In conclusion, Smout does not expect that the capsule will soon be eligible for reimbursement within the package of insured care. “We don’t know what the capsule will cost yet,” he says, “but it’s a non-reusable device, so it will be more expensive than a laxative. The added value of the capsule for the patient compared to laxative measures must then be really evident. There are also other treatment options for really treatment-resistant constipation, namely daily intestinal rinsing and, in extreme cases, total removal of the colon. These clearly have adverse effects on the quality of life and you would therefore prefer to avoid them. But for both I don’t see the capsule as a realistic alternative. Those two options are ideal for the heaviest patient category, and neither the Israeli nor the Chinese capsule have been tested on that group. In short: the idea is certainly interesting from a scientific point of view, but the road to the clinic is still uncertain.”

References:

  1. Ron Y, Halpern Z, Safadi R, et.al. Safety and efficacy of the vibrating capsule, an innovative non-pharmaceutical treatment modality for chronic constipation. Neurogastroenterol Motil. 2015:27;99-104.
  2. Rao S, Lembo A, Chey W, et.al. Effects of the vibrating capsule on colonic circadian rhythm and bowel symptoms in chronic idiopathic constipation. Neurogastroenterol Motil. 2020:32:e13890.

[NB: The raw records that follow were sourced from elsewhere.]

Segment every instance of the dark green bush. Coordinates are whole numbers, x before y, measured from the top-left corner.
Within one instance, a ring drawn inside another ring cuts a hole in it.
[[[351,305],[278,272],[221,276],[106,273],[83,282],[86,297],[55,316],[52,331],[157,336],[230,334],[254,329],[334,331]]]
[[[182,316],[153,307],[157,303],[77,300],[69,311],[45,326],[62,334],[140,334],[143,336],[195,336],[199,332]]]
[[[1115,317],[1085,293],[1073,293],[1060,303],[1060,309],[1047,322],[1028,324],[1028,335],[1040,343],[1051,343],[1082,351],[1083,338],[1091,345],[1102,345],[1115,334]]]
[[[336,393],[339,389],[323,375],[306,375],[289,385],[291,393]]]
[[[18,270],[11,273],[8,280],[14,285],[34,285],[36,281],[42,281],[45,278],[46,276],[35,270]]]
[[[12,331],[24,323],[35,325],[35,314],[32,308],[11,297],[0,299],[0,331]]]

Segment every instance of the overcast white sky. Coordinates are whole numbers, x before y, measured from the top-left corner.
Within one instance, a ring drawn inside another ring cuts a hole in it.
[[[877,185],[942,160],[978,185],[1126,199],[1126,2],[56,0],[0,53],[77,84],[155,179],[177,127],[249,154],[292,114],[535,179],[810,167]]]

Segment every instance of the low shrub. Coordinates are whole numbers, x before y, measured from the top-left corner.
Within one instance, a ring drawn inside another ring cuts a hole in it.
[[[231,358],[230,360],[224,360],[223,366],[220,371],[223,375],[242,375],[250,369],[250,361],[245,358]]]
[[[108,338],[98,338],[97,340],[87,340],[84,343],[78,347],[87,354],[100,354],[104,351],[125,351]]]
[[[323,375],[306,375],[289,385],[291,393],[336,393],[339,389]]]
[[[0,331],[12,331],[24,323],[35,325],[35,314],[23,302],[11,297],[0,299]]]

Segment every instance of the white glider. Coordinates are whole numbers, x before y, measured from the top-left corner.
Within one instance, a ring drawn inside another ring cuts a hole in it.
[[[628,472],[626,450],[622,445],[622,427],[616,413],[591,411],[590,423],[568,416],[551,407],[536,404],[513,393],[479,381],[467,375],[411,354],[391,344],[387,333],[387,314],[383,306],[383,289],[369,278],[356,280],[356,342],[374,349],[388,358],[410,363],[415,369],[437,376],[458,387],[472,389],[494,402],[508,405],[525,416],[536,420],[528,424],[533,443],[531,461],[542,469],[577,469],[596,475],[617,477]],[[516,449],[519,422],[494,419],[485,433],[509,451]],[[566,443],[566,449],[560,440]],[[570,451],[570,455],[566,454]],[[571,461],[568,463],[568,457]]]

  3. Rao S, Quigley E, Chey W, et.al. Efficacy and safety of Vibrant capsule for chronic idiopathic constipation (CIC): randomized, double-blind, multicenter, placebo-controlled phase III trial. Gastroenterol. 2022:162(7)Suppl;S-124. Doi 10.1016/S0016-5085(22)60302-0.
  4. Zhu J, Qian Y, Pan J, et.al. Efficacy and safety of vibrating capsule for functional constipation (VICONS): A randomized, double-blind, placebo-controlled multicenter trial. eClinicalMedicine. 2022;47:101407.